まずはTV版の『まどマギ』について。
私は本放送をリアルタイムで見た。最終回以外はゲタゲタ笑って楽しんだ。ゲタゲタ笑って楽しむ、という以上のものではないし、以下でもない。ためつすがめつして眺め回したり、唖然としたり、「あれがああだったら、これがこうだったら」と益体もない妄想にふけったり、といった楽しみを引き出せる作品ではない(最終回以外は)。ただ、ゲタゲタ笑えることは間違いない。
ゲタゲタ笑えるとは、どういうことか。一発ネタ、というのに近い。さらに言い換えれば、「お前それは無理すぎるだろ!」と突っ込んだら負け、というのに近い。「お前それは無理すぎるだろ!」と思っても突っ込むのは野暮、「どんだけ無理だよ!」とゲタゲタ笑って続きを楽しむ、というスタンスを視聴者に求める作品が『まどマギ』である。
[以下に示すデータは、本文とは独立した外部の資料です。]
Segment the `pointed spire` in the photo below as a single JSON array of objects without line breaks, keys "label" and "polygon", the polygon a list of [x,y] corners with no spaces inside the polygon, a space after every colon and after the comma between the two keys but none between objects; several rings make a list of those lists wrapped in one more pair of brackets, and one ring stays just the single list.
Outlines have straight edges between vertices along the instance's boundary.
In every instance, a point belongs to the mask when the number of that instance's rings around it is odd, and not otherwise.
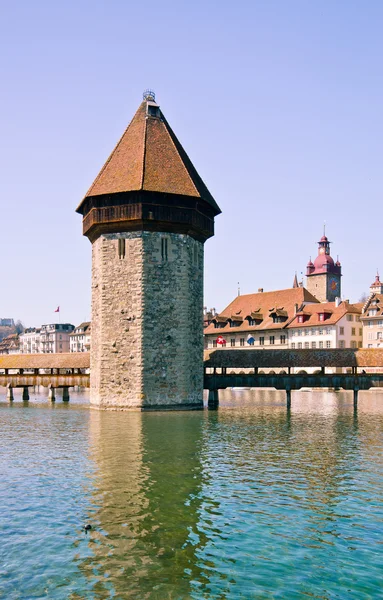
[{"label": "pointed spire", "polygon": [[77,208],[95,196],[159,192],[194,197],[220,208],[166,121],[152,90],[144,92],[136,114]]}]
『まどマギ』における無理は、もっとも端的には、ほむほむの沈黙という形で表れている。「話しても信じてくれなかった」といっても先に話しておけば後で信用を得られるだろうに、というのはまさに「突っ込んだら負け」であり、ゲタゲタ笑って楽しむことをお勧めする。
個々の無理の例をいちいち挙げていくときりがないので、一番大きいところだけ指摘する。悲劇なのに、破滅する人々をあまり尊敬できない。尊敬に値する人々が、その尊い行いゆえに破滅するからこそ、悲劇は泣ける。『まどマギ』の破滅した魔法少女たちのなかで、尊い行いをしていると多少なりとも感じられるのは巴マミだけだ。もっとも、尊敬に値する女子中学生ばかりがたくさん登場する話もそれはそれでグロテスクだから、小手先ではどうにもならない無理の表れと見るべきだろう。
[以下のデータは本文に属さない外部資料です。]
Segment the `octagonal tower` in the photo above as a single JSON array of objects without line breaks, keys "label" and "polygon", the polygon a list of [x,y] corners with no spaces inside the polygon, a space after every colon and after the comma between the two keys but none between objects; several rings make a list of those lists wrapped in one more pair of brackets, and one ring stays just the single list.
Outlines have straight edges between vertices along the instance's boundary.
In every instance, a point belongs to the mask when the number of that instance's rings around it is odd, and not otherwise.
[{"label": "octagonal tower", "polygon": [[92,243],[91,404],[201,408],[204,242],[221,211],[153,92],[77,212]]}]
こういう無理があるので、「部分に全体が宿り、全体に部分が宿る」というような一貫性を『まどマギ』は備えていない。が、それゆえに開かれる可能性もある。たとえば、『まどマギ』の日常空間は異様な近未来オサレセレブだが、ああいう異様さと見事に一貫した作品を作るのは、あまりにも難しい。あの異様な近未来オサレセレブ日常空間と蒼樹うめキャラデザの取り合わせを眺める楽しみは、『まどマギ』が一発ネタだからこそ可能になった。
こういう偉そうなことを並べ立てる奴はどんな大層なものを作るのか、とお思いの向きは完全人型をどうぞ。要iOS / Androidです。
さて、劇場版について。
今回見たのは前編であり、TV版の総集編(さやか魔女化まで)という位置づけなので、私の場合、TV版をもう一度見るのに近い体験となった。それよりはずっと時間の節約になったが、得るものはそれだけだった。まだ『まどマギ』をご覧でなく、無理なものを見て「どんだけ無理だよ!」とゲタゲタ笑う度量をお持ちのかたには、お勧めする。
一発ネタを繰り返し見るのは、駄洒落の解説を聞くのに似ている。「ああそうだね」とわかるだけで、楽しくない。劇場版ということで、TV版にない楽しみが追加されているのではないかと思ったが、少なかった。
追加・変更されたもの:
・OPでほむまどがいちゃいちゃしている。といっても全部で10秒くらい。
・ホスト同士の会話の演技。TV版では、「これはいったいどういう作品解釈なのか」と唖然としたが、劇場版では違和感がない。
追加・変更してほしかったもの:
・音響のダイナミックレンジ。TV版と同じ音作りに聞こえた。映画館の静かさや音響設備を生かせていない。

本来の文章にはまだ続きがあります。